WASHINGTON (Sinclair Broadcast Group) — Asked a question about gun control at a briefing less than 24 hours after the deadliest shooting in U.S. history, an emotional Sarah Huckabee Sanders said it was inappropriate to broach policy debate.
There is a "time and place" for gun control discussion, the White House press secretary said, but it is "not the place we're in at the moment."
Pressed about whether a dialogue was timely, Sanders answered that “it would be premature for us to discuss policy” when all the facts of the attack are not yet known.
A gunman labeled by authorities as "a lone wolf" killed at least 58 and injured at least 515 others in an attack at a Las Vegas country music concert.
Authorities say the perpetrator, 64-year-old Stephen Craig Paddock, killed himself in a hotel room after the shooting.
In the wake of the tragedy, President Donald Trump and his administration remain focused on "uniting the country" and mourning the victims, Sanders said.
Trump ordered flags across the country flown at half-staff Monday, and led a moment of silence on the White House lawn.
Trump's predecessor and former president Barack Obama frequently marked mass shootings with calls for stricter gun control laws.
Former Rep. Gabrielle Giffords, shot in the head in a 2015 assassination attempt, addressed Congress from the steps of the Capitol Monday to demand her former colleagues institute stricter gun control.

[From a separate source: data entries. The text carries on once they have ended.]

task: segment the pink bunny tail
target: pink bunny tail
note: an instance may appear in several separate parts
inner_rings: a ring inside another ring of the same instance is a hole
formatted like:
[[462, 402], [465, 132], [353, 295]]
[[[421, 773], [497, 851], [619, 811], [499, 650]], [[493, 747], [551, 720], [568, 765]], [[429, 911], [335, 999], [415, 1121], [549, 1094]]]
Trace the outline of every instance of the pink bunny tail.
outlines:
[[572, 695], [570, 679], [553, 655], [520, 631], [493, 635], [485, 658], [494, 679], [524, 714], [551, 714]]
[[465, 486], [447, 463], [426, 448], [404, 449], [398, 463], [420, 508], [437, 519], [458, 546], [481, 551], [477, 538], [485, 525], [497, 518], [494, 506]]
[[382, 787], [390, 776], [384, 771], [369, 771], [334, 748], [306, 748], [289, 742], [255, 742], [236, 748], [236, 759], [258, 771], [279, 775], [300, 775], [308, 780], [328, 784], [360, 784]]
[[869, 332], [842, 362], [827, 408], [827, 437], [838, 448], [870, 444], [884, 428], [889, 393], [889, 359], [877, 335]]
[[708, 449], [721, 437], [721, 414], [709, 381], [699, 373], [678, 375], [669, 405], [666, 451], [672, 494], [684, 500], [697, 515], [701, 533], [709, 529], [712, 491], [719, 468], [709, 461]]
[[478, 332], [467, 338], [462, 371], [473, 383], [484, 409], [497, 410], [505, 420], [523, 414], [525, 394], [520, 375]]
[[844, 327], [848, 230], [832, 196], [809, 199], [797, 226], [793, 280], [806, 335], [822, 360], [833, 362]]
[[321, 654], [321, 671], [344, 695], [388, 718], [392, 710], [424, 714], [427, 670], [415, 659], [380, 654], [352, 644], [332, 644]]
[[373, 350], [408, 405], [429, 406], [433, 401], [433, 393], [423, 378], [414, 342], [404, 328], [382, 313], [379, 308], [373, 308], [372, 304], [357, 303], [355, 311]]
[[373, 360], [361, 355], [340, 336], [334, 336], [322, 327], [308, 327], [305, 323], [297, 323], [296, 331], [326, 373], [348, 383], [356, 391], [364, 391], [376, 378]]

Trump did not mention firearms during his address earlier Monday, when he called the incident an "act of pure evil."
The president instead maintained a focus on solidarity, remarking that "our unity cannot be shattered by evil" and "our bonds cannot be broken by violence."
The Republican president has cast himself as a friend to firearms owners and the National Rifle Association lobby.